Sakın bizim yara zannettiğimiz şey varlık tohumumuzun çatlaması olmasın.

Olur ya çatlarız, yağmur ve soğuk çatlaklarımızdan içimize ulaşır, sızlar içimiz, her sızlamada bir hikmet devşiririz,  filiz veririz, karanlık toprağın altından hava alemine çıkış misali şehadet aleminden alem-i misale uzanırız. Gözlerimiz kamaşır, hava topraktan daha ziyade ışıktır. Allah'ın nurunu şehadet aleminden ötelere uzanmış, tecellisini arttırmış buluruz. Varlığımızda, kendi içimizde bir başka varoluşa varırız.

Olur ya filizlendik diye bizi alır hususi bir bakım için bir saksıya koyarlar. Cinsimize göre belli miktarlarda suya güneşe toprağımıza katılan vitamin ve minerallere hatta kimi zaman gübreye tabi tutarlar. Bir tür cemalî riyazettir saksıdaki filizin yaşadıkları. Filizi özel bakıma almaz, doğru riyazeti uygulamazsanız filiz ya çürür ya kurur. İhtimam ve şefkat zamanıdır bu vakitler.

Olur ya riyazeti bitirdik, serpildik, iyice ele avuca geldik, bizi bahçeye dikerler. Saksıdaki cemalin mukabili bahçede celal vardır. Rüzgara, soğuğa, yağmura, kızgın güneşe, susuzluğa, gelen geçenin basmalarına, koparmalarına, itip kakmalarına maruz kalabiliriz bahçede. Bahçivan saksıdaki gibi sürekli başımızda değildir artık, arada bir gelir bakar, yoklar. Artık bir başımızayız, dayanabildiğimiz kadar ayakta, dayanamadığımız kadar boynu bükük kalırız. Yalnızlık ve çile zamanıdır bu vakitler.

Başımız dik durmayı başarırsak bir gün gelir çiçekleniriz, hatta bir gün meyve veririz. İnsanlar gelirler, çiçeklerimizi koklarlar, başlarına takarlar, meyvelerimizi ve gölgemizi sunarız onlara, sohbetlerini, şakalaşmalarını dinleriz, hayatlarına ortak oluruz. Celalin ardından gelen bu ünsiyet ne tatlıdır. Zaman ünsiyet zamanıdır.

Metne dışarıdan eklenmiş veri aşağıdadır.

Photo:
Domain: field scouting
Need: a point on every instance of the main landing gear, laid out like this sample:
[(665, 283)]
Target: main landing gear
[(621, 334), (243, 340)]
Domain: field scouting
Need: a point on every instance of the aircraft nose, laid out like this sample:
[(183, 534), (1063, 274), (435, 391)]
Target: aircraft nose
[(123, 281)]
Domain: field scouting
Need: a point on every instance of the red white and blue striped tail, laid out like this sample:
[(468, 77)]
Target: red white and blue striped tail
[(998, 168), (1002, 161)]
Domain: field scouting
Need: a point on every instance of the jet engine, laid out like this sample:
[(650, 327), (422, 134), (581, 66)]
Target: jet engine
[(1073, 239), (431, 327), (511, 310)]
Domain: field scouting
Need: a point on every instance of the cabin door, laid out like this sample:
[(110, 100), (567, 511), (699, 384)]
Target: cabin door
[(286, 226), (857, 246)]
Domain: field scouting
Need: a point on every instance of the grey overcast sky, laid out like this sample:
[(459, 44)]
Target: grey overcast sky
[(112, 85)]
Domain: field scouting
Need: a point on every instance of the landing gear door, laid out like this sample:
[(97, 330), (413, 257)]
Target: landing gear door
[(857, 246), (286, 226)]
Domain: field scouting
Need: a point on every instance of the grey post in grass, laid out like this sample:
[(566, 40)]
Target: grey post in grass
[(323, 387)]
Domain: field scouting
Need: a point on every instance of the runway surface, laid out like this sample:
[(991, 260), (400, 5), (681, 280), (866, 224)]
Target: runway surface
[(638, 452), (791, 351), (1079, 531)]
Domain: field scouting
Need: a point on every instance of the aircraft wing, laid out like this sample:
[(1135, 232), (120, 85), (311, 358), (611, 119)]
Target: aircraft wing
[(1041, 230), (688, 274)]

İçimizde daha fazla büyüyenler vardır. Ağaçların bilgeleridir onlar. Asırlarca yaşarlar, solukları ile cihanı onlar temizlerler. Fark etseler de etmeseler de herkesin ciğerlerinden çok defalar geçerler. Onlar bir ormanda yaşarlar. Ormanda onlar gibi devasa başka ağaçlar da vardır. Ağaçlar medeniyetidir orman, çeşit çeşit, renk renk, rayiha rayiha. Zaman medeniyet zamanıdır.

Eninde sonunda hepimiz kururuz. Tohumlarımıza bırakır geleceği ve sonsuz vadilerine dikilmek için cennetin göç ederiz. Herkes bilmez, en sertinden en hafifine rüzgarlar bizi rastgele savurmaz, emr-i ilahi ile çizilmiştir rotaları.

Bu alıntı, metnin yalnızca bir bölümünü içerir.